Let me just quote myself here:
So far, overall long-term volatility of BTC price has been going down. For the 2011 crash, the ratio of the bottom following the peak to the peak preceding the crash was about 0.0625. In spring 2013, from 266 USD to about 40 USD gives a ratio of about 0.15. For the current time, we know the peak but not the bottom.
If the ultimate severity of the correction is the same now as it was in spring, we would bottom out at about 180 USD (Bitstamp). If decreasing volatility is still a valid trend, though, the correction should be less severe. How much less severe? No way to know. Two data points isn't much to work with, but I thought I'd write this down just to see afterwards how things turned out.
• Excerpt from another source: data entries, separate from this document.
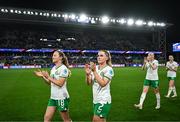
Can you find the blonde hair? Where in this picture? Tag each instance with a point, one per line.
(107, 53)
(64, 61)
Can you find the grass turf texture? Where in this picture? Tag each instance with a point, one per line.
(23, 96)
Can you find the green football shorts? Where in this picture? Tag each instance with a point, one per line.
(62, 105)
(102, 110)
(152, 83)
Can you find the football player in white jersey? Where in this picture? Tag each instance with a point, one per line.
(100, 77)
(151, 80)
(171, 68)
(59, 98)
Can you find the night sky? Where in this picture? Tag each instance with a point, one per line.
(158, 10)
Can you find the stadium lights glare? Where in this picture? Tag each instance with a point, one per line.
(36, 13)
(122, 21)
(82, 18)
(150, 23)
(65, 16)
(130, 22)
(162, 24)
(73, 16)
(139, 22)
(105, 19)
(12, 11)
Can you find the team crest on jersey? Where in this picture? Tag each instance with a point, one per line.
(111, 72)
(65, 71)
(57, 73)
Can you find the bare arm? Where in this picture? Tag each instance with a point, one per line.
(58, 82)
(153, 66)
(40, 74)
(102, 81)
(88, 74)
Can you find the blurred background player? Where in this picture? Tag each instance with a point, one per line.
(151, 80)
(100, 77)
(59, 98)
(171, 68)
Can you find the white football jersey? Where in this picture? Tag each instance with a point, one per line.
(171, 65)
(58, 92)
(102, 94)
(152, 74)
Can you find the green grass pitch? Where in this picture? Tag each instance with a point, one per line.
(24, 97)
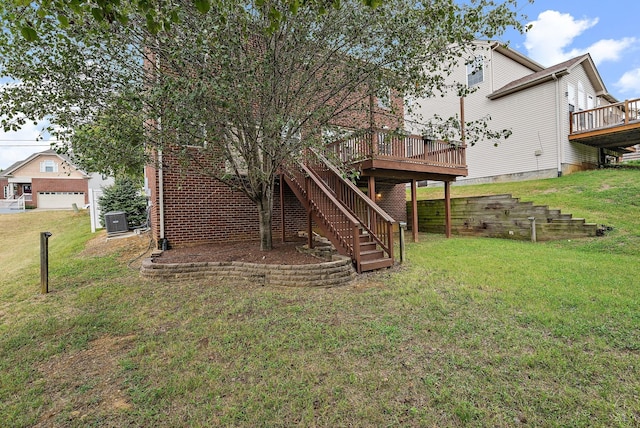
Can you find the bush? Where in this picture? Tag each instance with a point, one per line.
(124, 195)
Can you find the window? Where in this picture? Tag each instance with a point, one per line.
(48, 166)
(384, 98)
(475, 72)
(571, 97)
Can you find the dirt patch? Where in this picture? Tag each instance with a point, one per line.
(84, 383)
(133, 248)
(282, 254)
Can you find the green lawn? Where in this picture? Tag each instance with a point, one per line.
(469, 332)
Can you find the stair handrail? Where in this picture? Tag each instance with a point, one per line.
(382, 230)
(353, 187)
(347, 236)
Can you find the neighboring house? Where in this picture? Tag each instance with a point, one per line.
(189, 208)
(48, 180)
(562, 118)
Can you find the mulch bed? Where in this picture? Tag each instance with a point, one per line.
(282, 254)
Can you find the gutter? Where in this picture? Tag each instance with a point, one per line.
(558, 131)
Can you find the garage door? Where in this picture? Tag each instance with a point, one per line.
(60, 199)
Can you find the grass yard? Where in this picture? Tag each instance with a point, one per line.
(469, 332)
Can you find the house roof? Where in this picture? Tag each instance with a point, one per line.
(553, 72)
(9, 171)
(516, 56)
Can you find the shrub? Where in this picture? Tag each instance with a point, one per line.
(124, 195)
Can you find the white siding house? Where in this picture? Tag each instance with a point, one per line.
(532, 101)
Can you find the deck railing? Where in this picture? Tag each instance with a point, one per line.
(377, 223)
(603, 117)
(383, 144)
(343, 227)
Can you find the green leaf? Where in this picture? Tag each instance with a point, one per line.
(29, 33)
(97, 13)
(203, 5)
(64, 21)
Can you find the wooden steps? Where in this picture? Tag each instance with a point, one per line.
(501, 216)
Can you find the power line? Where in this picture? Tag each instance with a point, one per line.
(24, 145)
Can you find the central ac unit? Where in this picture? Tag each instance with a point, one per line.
(116, 222)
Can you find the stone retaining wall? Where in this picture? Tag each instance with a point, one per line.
(337, 272)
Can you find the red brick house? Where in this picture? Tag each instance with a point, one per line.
(47, 180)
(190, 209)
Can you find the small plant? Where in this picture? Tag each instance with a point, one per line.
(124, 195)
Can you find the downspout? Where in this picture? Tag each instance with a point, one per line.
(558, 130)
(161, 199)
(163, 242)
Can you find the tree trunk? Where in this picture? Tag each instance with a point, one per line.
(265, 212)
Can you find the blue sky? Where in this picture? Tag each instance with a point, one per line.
(562, 29)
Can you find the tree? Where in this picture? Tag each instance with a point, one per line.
(250, 93)
(124, 195)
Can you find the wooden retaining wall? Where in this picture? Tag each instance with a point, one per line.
(337, 272)
(500, 216)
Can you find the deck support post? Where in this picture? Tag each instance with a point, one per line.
(284, 234)
(447, 209)
(414, 209)
(372, 188)
(309, 219)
In percentage points, the change in the bottom-to-peak ratio defined above was 8.75. (0.15-0.0625). The same change now would give a ratio of 0.2375, meaning a bottom around 285 (Bitstamp)
On the other hand, the 2013 ratio was 240% higher than the 2011 ratio. If this were to be true for the current crash, then the bottom-to-peak ratio would be 0.36, with a bottom around 432 (Bitstamp again.)
Again, not a prediction, but a few price points for comparison when considering overall volatility. This is pretty flawed thinking in many ways, as I'm not considering time at all here, and also am only looking at downward volatility. Still, if we bottom out above the 430s on Bitstamp, the overall reduction in intra-crash volatility will have been greater than before.
Obviously, the bottom is lower than 432. Anything above 285 as a bottom still means an overall reduction in long term volatility, above caveats applying.